Joachim Gauck, Chairman of the association “Against Oblivion – For Democracy”, came to see the International Tracing Service (ITS) at Bad Arolsen yesterday. “The visit had long been overdue”, so Gauck. “I am struck and stunned by what I was shown.” He visited the archives, informed himself of the structural build-up of the research department and viewed requests filed by Nazi victims and their next of kin.

“I have been able to witness in person the relevance of the work the ITS performs”, said the longstanding Federal Commissioner responsible for preserving the records of the Ministry for State Security of the former GDR (Bundesbeauftragte für die Unterlagen des Staatssicherheitsdienstes/BStU). “People working in this place commit themselves to preventing oblivion, to finding and preserving victims’ names – in other words: they engage in maintaining the dignity of man.”

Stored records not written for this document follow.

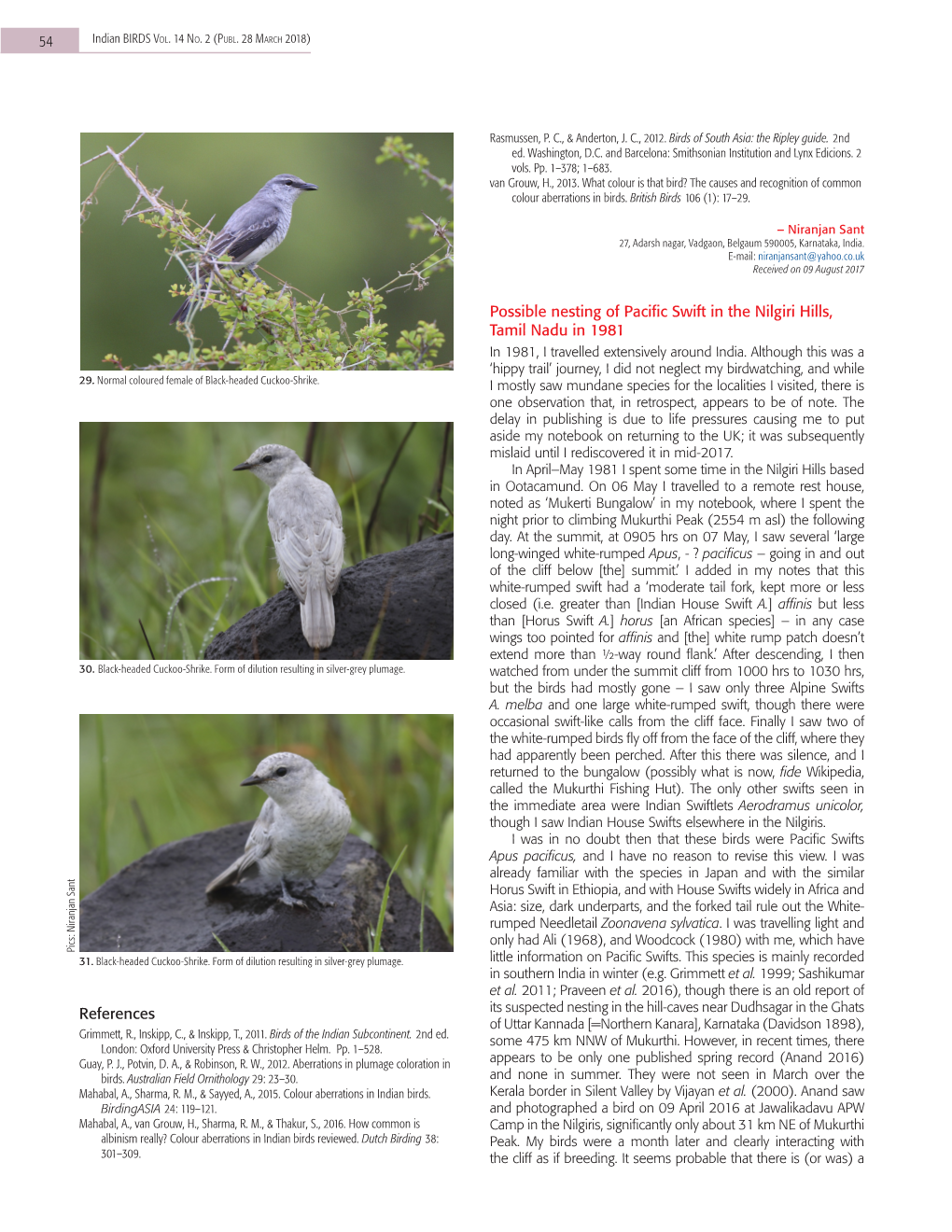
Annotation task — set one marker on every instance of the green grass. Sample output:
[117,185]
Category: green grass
[172,536]
[146,780]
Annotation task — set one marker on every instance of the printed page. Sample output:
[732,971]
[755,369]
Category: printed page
[677,965]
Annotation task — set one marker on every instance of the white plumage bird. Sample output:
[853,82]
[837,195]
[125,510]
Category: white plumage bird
[308,531]
[300,831]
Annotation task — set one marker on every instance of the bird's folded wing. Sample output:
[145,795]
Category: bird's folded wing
[300,551]
[329,545]
[239,238]
[258,846]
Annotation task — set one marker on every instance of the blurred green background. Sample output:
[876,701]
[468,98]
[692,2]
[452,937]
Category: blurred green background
[353,228]
[149,778]
[161,509]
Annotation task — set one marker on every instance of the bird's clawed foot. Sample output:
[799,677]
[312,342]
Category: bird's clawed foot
[287,897]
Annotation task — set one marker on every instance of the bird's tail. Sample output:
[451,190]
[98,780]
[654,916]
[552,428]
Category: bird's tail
[316,616]
[178,318]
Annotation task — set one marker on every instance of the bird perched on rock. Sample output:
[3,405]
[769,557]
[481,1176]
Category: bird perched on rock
[298,832]
[251,233]
[308,531]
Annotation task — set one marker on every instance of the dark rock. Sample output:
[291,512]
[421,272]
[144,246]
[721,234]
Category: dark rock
[417,584]
[159,903]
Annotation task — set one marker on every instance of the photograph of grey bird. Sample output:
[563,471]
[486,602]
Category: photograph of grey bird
[251,233]
[300,831]
[308,531]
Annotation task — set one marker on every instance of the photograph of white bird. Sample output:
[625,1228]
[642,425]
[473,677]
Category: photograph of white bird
[308,531]
[300,831]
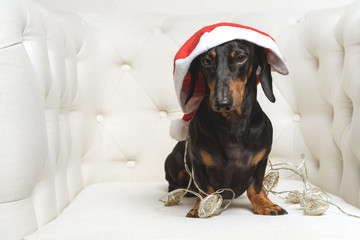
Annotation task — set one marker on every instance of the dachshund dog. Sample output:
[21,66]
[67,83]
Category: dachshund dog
[230,137]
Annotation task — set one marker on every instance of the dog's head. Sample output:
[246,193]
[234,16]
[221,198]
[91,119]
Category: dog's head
[231,71]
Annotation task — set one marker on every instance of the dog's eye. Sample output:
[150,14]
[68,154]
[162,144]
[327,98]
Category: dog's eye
[206,62]
[241,58]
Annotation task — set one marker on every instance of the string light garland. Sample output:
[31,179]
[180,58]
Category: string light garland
[314,201]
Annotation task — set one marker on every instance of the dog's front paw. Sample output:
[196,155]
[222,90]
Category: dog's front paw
[270,210]
[193,213]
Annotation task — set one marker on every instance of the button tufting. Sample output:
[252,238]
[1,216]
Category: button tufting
[157,30]
[130,164]
[296,118]
[300,20]
[99,118]
[126,67]
[163,114]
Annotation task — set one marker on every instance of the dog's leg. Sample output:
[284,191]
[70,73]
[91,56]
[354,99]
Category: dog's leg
[257,196]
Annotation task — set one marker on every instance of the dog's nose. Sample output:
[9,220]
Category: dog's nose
[223,104]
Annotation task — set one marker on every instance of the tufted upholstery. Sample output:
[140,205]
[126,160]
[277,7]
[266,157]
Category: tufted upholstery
[86,96]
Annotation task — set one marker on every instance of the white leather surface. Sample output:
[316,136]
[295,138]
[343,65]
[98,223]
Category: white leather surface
[132,211]
[87,97]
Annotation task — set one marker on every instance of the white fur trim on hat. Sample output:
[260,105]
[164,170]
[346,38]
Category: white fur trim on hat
[221,33]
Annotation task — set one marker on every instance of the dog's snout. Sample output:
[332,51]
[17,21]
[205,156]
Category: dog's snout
[223,102]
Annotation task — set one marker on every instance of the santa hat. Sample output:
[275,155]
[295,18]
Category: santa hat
[203,40]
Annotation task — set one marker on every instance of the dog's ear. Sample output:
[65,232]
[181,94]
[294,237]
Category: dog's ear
[194,72]
[265,74]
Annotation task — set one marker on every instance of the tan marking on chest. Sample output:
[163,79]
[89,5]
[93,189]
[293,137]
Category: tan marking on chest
[207,159]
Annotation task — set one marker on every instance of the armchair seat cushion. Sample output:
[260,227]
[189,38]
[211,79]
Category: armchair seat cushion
[132,211]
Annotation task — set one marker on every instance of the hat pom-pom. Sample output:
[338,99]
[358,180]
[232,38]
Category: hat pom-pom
[179,129]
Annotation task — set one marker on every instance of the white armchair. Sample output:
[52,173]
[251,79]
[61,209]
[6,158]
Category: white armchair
[86,100]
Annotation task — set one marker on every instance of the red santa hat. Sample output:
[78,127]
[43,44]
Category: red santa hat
[203,40]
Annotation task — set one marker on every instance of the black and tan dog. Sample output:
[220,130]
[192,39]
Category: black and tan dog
[230,137]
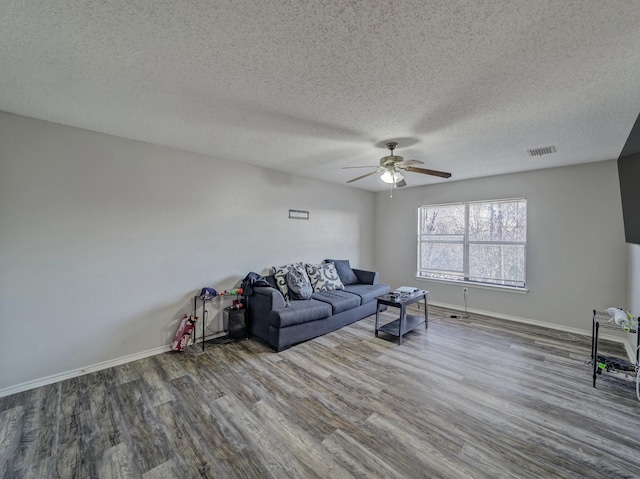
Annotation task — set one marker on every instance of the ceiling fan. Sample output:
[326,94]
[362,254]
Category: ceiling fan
[390,166]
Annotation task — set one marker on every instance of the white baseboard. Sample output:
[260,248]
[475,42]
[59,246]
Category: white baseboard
[559,327]
[81,371]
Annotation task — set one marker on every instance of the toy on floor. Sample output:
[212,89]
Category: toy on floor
[622,318]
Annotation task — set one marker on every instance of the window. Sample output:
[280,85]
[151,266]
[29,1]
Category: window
[483,242]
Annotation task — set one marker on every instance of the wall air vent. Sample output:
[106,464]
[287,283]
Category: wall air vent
[542,151]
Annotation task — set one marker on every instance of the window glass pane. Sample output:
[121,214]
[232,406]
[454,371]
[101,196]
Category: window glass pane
[499,221]
[497,264]
[439,220]
[481,241]
[441,238]
[441,257]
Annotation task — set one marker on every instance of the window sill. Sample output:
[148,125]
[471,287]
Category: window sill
[473,284]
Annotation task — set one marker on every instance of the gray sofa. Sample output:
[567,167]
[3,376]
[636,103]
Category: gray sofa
[282,323]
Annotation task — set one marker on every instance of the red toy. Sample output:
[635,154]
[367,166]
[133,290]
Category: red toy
[183,334]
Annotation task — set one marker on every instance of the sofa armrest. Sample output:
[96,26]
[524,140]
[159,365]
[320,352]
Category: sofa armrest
[367,277]
[263,300]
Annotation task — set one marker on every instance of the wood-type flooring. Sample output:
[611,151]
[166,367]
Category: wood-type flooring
[471,397]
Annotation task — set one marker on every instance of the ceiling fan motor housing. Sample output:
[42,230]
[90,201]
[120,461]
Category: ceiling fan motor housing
[391,160]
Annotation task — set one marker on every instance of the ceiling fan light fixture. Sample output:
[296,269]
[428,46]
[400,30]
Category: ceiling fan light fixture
[391,177]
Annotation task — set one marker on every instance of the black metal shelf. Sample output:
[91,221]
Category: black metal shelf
[411,322]
[603,320]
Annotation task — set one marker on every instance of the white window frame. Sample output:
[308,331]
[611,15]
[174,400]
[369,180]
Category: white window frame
[464,277]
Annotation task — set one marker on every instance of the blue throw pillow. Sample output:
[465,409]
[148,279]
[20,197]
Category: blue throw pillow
[347,276]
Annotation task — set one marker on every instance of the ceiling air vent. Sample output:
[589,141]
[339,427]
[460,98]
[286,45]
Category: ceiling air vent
[542,151]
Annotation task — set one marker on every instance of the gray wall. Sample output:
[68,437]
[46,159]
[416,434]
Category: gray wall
[576,251]
[104,241]
[633,291]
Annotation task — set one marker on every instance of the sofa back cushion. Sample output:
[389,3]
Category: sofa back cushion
[324,277]
[347,276]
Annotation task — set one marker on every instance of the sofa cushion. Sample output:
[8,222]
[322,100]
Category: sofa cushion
[280,275]
[339,300]
[298,312]
[367,292]
[324,277]
[347,276]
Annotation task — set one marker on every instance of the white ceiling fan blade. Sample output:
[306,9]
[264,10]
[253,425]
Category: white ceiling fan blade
[350,167]
[364,176]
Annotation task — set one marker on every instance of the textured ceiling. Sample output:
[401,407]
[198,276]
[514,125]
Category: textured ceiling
[310,87]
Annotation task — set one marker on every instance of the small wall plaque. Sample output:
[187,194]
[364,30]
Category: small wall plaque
[298,215]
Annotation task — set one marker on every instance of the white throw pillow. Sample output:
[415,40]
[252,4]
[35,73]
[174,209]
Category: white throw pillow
[324,277]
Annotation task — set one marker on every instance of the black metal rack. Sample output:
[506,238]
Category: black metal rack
[204,301]
[602,320]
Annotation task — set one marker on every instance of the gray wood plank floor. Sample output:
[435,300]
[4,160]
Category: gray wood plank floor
[473,397]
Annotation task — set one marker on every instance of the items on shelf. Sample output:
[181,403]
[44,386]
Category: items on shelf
[183,335]
[614,367]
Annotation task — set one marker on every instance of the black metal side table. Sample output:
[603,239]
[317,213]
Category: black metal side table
[405,322]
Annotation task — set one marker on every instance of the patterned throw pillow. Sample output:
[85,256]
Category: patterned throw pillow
[324,277]
[280,275]
[298,284]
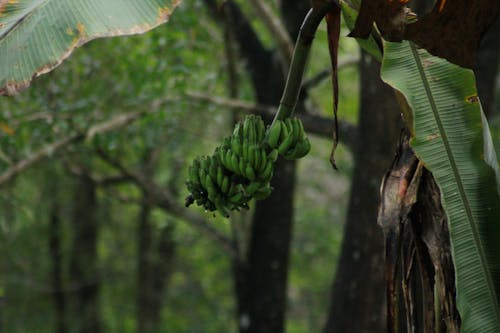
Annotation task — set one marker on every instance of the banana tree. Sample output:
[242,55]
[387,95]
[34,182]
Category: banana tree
[448,137]
[37,35]
[447,142]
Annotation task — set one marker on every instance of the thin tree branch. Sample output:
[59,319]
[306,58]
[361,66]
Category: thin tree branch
[315,124]
[41,154]
[327,73]
[114,123]
[279,32]
[164,199]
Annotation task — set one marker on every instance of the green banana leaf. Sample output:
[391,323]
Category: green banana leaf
[37,35]
[452,138]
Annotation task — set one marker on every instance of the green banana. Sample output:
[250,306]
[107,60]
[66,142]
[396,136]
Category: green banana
[273,155]
[286,144]
[274,134]
[252,188]
[235,163]
[267,173]
[224,185]
[249,173]
[263,192]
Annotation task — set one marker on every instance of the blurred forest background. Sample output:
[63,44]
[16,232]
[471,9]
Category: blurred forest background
[93,159]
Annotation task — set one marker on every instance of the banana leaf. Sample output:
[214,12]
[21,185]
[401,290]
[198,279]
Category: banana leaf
[451,137]
[37,35]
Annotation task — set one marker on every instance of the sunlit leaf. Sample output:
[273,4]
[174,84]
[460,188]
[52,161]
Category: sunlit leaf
[37,35]
[452,139]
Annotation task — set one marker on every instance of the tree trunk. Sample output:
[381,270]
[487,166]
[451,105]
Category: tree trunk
[58,292]
[261,273]
[83,268]
[357,299]
[486,70]
[419,269]
[154,267]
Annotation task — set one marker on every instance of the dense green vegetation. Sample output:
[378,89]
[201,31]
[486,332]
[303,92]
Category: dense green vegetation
[152,73]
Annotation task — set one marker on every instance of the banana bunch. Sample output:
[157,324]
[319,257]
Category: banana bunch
[238,171]
[242,167]
[289,138]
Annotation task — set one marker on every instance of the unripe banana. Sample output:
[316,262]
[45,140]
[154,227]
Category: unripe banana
[261,129]
[267,173]
[235,163]
[296,129]
[255,157]
[224,185]
[236,199]
[251,155]
[252,188]
[241,167]
[263,192]
[249,173]
[274,133]
[284,133]
[286,144]
[220,175]
[302,132]
[273,155]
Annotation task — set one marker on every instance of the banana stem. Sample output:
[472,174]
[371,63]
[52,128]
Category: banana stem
[300,54]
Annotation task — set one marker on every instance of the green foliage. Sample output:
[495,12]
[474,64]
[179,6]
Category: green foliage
[61,27]
[147,73]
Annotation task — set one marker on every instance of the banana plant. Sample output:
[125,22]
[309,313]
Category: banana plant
[450,136]
[37,35]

Gauck assured that he had learned many new things. “The details you have not been aware of before will touch you most, of course.” These details include for instance a lice list from Gross Rosen Concentration Camp. “Dictators write down virtually everything, because they do not believe that their rule will end one day.” The Chairman voiced his support for the need of preserving the documents’ collection of the ITS in its current shape. “Somehow, that collection reflects and characterizes the way we deal with our history.”  

He stressed the importance of imparting the knowledge derived from the documents to the next generation. “Freedom is a value innumerable people take for granted today”, so Gauck. “But we have to face, and live up to, the responsibility it involves for us.” In his view, the ITS documentation suggests itself for joint projects with schools on an educational plane. And to add to that: the tasks of the ITS are consistent and, thus, compatible with the commemorative work pursued by other initiatives such as the history workshops. “We need individuals co-engaging in pondering on and learning from our past.”

Following his visit to the tracing service, Gauck opened the new exhibition launched by the association “Flashback – Against Oblivion” at Volkmarsen. The association advocates tolerance and respect for human dignity opposing violence and the discrimination of minorities. The exhibition depicts and illustrates the lives lived and the fate suffered by Jewish families in North Hesse before and during National Socialism. “The numerous local citizens’ groups are crucial to keeping memory alive and filling our work with life”, said Gauck.